If the .text or the .rodata segment where shared they would get copied to physical memory only onced, even when ASLR is enabled because what ASLR does is randomize the base of a module when it is first loaded (with corresponding relocations applied) but the next process that loads this module untill system restart will get the module at the same address so the .text and .rodata could be shared in the same manner.
These are all assumptions I made, please correct me.
Thanks!
The OS will definitely be able to map multiple virtual addresses to the same physical memory page, as long as the page content does not (need to) change [in different ways for different processes]. However, if the code uses an absolute address (either internally or externally to the DLL), for example a vtable/function pointers, pointers to global data (constant or non-constant) or simply function calls with absolute addresses, the address must be modified to match the actual address given by the OS to that section of memory. This is called "relocation".
So, at least in theory, you can share the same DLL even with address space randomization, it just requires a little more work from the compiler and/or programmer. In particular, it requires that there are no relocations (in large chunks of the code). If the code has absolute addresses that are relocated based on the code-address, then it will need to have one copy per DLL.
I don't actually know how the OS deals with this. A simple solution is obviously to randomize the address only once per DLL (until that particular DLL is unloaded), regardless of how many applications use the same DLL. It still makes it rather hard for an outsider to know what address the DLL is loaded at, since it will load at a different address each time it gets loaded the first time (and more importantly, it will not be a static value for ALL machines using the same version of OS, which would be the case without this feature).

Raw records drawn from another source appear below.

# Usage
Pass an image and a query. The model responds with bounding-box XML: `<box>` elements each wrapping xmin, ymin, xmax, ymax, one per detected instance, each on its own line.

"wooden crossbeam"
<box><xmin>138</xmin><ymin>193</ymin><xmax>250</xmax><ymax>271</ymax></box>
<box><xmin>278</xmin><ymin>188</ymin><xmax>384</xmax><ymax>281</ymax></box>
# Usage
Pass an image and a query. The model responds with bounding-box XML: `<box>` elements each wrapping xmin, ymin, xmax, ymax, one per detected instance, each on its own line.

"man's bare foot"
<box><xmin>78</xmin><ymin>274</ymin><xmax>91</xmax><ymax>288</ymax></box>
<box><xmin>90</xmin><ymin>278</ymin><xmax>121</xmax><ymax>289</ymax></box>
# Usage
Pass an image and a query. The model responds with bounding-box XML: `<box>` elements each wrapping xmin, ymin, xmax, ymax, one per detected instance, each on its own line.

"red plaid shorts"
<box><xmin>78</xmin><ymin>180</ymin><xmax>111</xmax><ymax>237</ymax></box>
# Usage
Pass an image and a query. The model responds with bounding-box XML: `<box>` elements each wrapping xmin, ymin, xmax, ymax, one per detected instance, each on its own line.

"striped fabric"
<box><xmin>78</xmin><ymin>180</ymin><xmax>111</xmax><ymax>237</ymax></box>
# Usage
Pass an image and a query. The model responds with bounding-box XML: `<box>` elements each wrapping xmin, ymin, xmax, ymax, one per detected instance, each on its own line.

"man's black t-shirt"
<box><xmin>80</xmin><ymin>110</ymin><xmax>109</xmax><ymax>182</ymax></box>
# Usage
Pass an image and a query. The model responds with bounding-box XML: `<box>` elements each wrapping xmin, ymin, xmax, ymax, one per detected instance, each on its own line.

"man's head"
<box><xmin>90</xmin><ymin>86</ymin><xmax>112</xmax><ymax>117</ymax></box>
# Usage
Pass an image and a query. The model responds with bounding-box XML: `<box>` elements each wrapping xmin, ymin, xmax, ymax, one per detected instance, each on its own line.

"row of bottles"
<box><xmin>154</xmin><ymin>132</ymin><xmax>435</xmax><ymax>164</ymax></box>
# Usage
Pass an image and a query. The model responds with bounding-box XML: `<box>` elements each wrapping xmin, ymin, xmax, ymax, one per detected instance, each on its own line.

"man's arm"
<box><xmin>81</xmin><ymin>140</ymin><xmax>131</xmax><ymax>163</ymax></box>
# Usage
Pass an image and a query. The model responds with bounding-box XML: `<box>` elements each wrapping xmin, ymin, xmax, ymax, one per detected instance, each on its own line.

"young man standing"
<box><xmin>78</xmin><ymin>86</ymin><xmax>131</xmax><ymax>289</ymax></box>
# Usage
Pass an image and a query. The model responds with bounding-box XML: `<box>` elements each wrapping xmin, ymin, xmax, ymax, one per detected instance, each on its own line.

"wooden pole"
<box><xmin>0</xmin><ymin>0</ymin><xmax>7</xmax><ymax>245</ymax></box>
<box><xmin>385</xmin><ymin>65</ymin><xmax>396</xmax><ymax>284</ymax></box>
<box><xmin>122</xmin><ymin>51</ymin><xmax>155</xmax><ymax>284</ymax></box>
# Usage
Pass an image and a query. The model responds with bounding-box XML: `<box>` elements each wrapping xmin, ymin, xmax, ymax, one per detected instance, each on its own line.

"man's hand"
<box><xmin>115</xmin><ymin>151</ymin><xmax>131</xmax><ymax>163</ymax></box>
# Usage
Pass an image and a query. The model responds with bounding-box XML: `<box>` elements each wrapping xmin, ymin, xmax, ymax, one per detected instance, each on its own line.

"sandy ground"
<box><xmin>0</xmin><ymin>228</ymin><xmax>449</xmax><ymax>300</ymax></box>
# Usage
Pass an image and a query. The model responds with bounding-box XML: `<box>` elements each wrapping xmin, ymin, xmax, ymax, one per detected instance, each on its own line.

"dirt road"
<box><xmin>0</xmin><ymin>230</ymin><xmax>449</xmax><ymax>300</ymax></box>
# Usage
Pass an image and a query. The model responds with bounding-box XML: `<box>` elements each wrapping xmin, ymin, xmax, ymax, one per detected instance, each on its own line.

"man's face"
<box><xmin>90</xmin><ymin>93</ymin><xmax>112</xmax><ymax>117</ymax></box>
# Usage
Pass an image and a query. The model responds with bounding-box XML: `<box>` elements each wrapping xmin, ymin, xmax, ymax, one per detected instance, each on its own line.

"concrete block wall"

It does, however, mean that long-running processes can be "inspected" by copying content from for example the stack that has known content. Web servers, database servers and system services are typically long-running processes, and as such will have different addresses only when the system is "shut down" (or at least the long running process is restarted).
The second, slightly trickier version is to check if a particular page (typically 4KB region of memory) has relocations, and share all the pages that have no relocation. Relocated pages need to have one copy per base address. It is typical to have "all references to external resources" in one block in DLL's (a "thunk section"), so the typical big part of a DLL wouldn't regardless of what the base address of the code, which means that is definitely a workable solution.
If neither of these schemes "work" in the OS, then you have to load the same DLL multiple times. This clearly works from the perspective of the OS anyway, as prior to ASLR, the base-address of the same DLL will need to be moved in case of two DLL's trying to load at the same address (for example DLL's produced by different vendors, that happen to pick the same base-address for the code, or the classic and common "I never gave a base address, so it uses the default address") - the OS will resolve such conflicts by changing the base address of the one loaded first.
As to the meaning of IMAGE_SCN_MEM_SHARED
, I would have thought that the developer would request this, where the sharing of pages in a DLL is done automatically. In other words IMAGE_SCN_MEM_SHARED
will be set by the developer of a particular DLL or EXE to signify the content should be shared with other users of the same content, rather than "the OS can share it if it can be done without the user of the content noticing" (which is certainly the case for sharing code, and (writeable) data is typically not shared between DLL's. Read-only data, as long as it has no relocations, can of course implicitly be shared [the user of that content can not tell if it is shared or not].